San Pedro Town celebrates the traditional Day of the Dead
Wednesday, November 6th, 2013
San Pedro Town celebrated Dia de los Muertos (Day of the Dead) with two celebrations. The first was with an early mass at the community cemetery on Saturday November 2nd followed by the blessing of the community altar as part of the Hanal Pixan Celebration. The events were coordinated through the San Pedro Cultural Committee and included the collaboration of several volunteers as well as the participation of the San Pedro Roman Catholic Church.
But what is the Hanal Pixan? The San Pedro Sun, in an effort to bring a bit of cultural history to its readers as it relates to centuries-old regional celebration, re-prints the History of Hanal Pixan published by the San Pedro House of Culture.
Hanal Pixán in the Mayan language means “food of souls.” This is the name given to Day of the Dead celebrations in the Maya area. In this region, food takes on a special meaning as traditional dishes are prepared for the spirits who are believed to return [to the living world] on this day.
Centuries ago in the Maya community, cemeteries did not exist. The Maya buried their dead in their own backyards close to their heart and home. A hole was dug to keep the body of the deceased. Inside every deceased Maya’s mouth, a certain amount of well-cooked corn named “keyem” was placed. This was left there so that the soul could feed while at eternal rest. In the “keyem” lies the initiation of the Maya tradition of feeding the souls.
As the sun rises every 31st of October, so does the beginning of the celebration of Hanal Pixan, and it last until the 2nd of November of every year. Deceased loved ones are not thought to be gone definitely. Tradition says their souls are still present, and that they faithfully arrive each year to visit and be honored by their family and friends.
The tradition includes various rites, the main one being the creation of an altar in which a special feast is placed. The food that is typically served is the favorite of the deceased. Seasonal fruits and food are also placed on the altar, including – but not limited to – “atole de maíz (a corn drink)”, “mucbilpollos (round tamales)”, tangerines, oranges, papaya sweets, coconuts, “jícamas (Mexican Yam or Mexican Turnip)”, as well as “tamales” “relleno negro (chicken stuffed with meat cooked in a black soup)” and “escabeche (sour onion soup)”. The altar is decorated with candles, marigold flowers, branches of ruda (a type of herb), “jícaras (Calabash)” and pictures of the deceased. On the eve of the celebration, in the center above the altar a green wooden cross is placed. The cross represents the Ceiba tree, which in Maya tradition symbolizes the universe and its division into three levels.
U Hanal Palal is the name of the first day which is dedicated solely to children. It is a custom that children wear a black or red cloth bracelet in the right hand, so that deceased visitors do not take them. Household pets are tied or confined during the celebrations so as to not scare away the visitors, or to obstruct their way to the altar. The children’s altar is usually more festive and colorful, adorned with distinct embroidered tablecloths.
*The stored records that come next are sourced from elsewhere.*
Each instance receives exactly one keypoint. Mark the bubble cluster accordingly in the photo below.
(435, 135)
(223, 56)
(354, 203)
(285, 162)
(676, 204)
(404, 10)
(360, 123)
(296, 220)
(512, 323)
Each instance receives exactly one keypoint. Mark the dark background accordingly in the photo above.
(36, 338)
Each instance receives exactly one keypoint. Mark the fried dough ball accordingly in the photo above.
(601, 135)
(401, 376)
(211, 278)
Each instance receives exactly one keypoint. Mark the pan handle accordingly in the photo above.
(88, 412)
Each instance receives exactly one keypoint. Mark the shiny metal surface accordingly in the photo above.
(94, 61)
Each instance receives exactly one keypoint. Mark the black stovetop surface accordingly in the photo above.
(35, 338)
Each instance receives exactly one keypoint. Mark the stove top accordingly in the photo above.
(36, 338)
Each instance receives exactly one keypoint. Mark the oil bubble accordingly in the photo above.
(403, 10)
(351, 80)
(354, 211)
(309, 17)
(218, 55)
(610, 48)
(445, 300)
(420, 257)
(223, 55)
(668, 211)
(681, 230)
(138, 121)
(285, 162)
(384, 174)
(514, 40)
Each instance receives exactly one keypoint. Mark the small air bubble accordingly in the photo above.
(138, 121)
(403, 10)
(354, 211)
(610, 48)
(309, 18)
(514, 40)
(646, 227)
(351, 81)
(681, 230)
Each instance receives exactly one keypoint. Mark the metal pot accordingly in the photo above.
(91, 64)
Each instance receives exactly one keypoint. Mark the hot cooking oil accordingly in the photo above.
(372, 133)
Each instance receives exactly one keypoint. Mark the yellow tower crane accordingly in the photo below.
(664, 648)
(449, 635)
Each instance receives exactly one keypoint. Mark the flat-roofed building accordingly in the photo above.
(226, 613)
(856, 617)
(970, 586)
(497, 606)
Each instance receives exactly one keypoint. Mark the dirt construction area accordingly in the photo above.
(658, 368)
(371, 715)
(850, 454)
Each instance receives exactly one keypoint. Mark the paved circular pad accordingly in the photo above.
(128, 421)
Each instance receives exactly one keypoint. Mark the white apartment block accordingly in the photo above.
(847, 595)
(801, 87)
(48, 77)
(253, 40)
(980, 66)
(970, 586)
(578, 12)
They also receive chocolates and an assortment of seasonal sweets, along with honey and toys.
The 1st of November is the second day, called U Hanal Nucuchuinicoob, and is dedicated solely to dead adults. Besides the food and beverages, “aguardiente (alcohol)” and cigarettes are also offered. The third and final day is the U Hanal Pixanoob, also referred to as “misa pixan”. This is a mass normally celebrated in the town’s cemetery honoring departed family and friends. It is customary that at the ending of the 3-day celebration, which is popularly known in the Mestizo community as el “Día de Los Muertos, (The day of the dead),” friends and family join to share meals, sweets, and beverages in remembrance of the deceased.
One week later, the “Bix” or “Octavario de día de Finados” is celebrated. This reunion is a smaller version of the prior Hanal Pixan. Rows of candles are placed on the veranda and in the main entrance of the house, so that the souls can see their way out of the realm of the living to return to their eternal resting place.
In the Maya tradition, people die three deaths. The first death is when our bodies cease to function. The second death comes when the body is lowered into the ground, returning to mother earth. The third death, the most definitive death, is when there is no one left alive to remember us.
The San Pedro Cultural Committee takes the opportunity to thank all those who sponsored and assisted in making two events possible.